De son enfance à Canale, Julie remémore que tout le village allait à la messe de minuit, et le matin du 25 aussi, Noël était avant tout la fête de la Nativité. "Ma mère nous mettait nos habits et nos chaussures du dimanche".

Les souvenirs des Noëls d'enfance ont le goût de la nostalgie, ces instants qu'on aime se remémorer avec tendresse, les fruits secs, figues ou noix, et l'orange, des cadeaux que tous appréciaient et qu'ils découvraient le matin "nos parents mettaient une orange dans nos chaussures, le matin quand on avait chacun notre orange, on était content, on ne connaissait rien d'autre. Aujourd'hui, quand j'en parle on pourrait dire que je suis une imbécile, mais cette orange ça nous suffisait. Il y avait peu d'argent et souvent les fratries étaient nombreuses et puis au village, Noël c'était avant tout la naissance di u bambinu" se remémore Julie.


La représentation de la Nativité, l'albitru è u prisepiu
Dans certains villages, la crèche n'est représentée qu'à l'église, dans d'autres u prisepiu est présent dans les maisons. Sa décoration est rudimentaire, la mousse ramassée dans la campagne et des branches d'olivier entourent les quelques santons.

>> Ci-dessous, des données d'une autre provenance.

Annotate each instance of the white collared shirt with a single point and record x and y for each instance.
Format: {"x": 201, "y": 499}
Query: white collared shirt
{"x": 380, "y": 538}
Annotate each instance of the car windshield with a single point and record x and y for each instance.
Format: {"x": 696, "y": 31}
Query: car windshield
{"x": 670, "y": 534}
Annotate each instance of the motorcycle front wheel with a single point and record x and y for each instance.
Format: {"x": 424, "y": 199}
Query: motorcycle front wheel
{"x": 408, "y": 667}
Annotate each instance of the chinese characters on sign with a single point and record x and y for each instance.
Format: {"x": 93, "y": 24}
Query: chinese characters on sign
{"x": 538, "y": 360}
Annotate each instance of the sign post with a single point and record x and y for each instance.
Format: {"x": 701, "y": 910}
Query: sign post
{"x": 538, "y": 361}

On place devant la crèche une coupelle dans laquelle a germé le blé de la sainte Barbe, cette tradition encore très répandue, augure d'une année prospère pour la famille.

L' arbousier, l'arbuste magique de Corse, symbole d'éternité grâce à son feuillage toujours vert, se trouvait dans toutes les maisons, à la manière du sapin de Noël ses petits fruits avaient l'apparence des boules décoratives "on le décorait avec le papier brillant du chocolat, on en faisait des petites boules et on les accrochait à l'arbousier". détaille Judith avec un peu de nostalgie. De nos jours, on pratique encore cette tradition, même si on a réactualisé l'arbousier en le décorant de guirlandes.

Dans les années 50, l'arrivée du Père Noël amène une évolution du traditionnel Noël in paese, les premiers jouets font leur apparition, petit chariot en bois, poupée de chiffon, dînette"la première fois que j'ai vu un sapin de Noël décoré, c'était à l'usine de tanin à Fulelli, on n'en croyait pas nos yeux, c'est là que j'ai eu mon premier jouet, ghjallicu simule ùn n'aviamu mai vistu, ma noi aviamu u nostru albitru cù u nostru prisepiu."

Entre simplicité et tradition, le Noël d'autrefois dure encore à travers ces belles coutumes populaires, le feu continue de brûler devant des églises, l'arbousier n'a pas tout à fait disparu des maisons, il ne reste plus qu'à espérer avoir une orange dans nos souliers.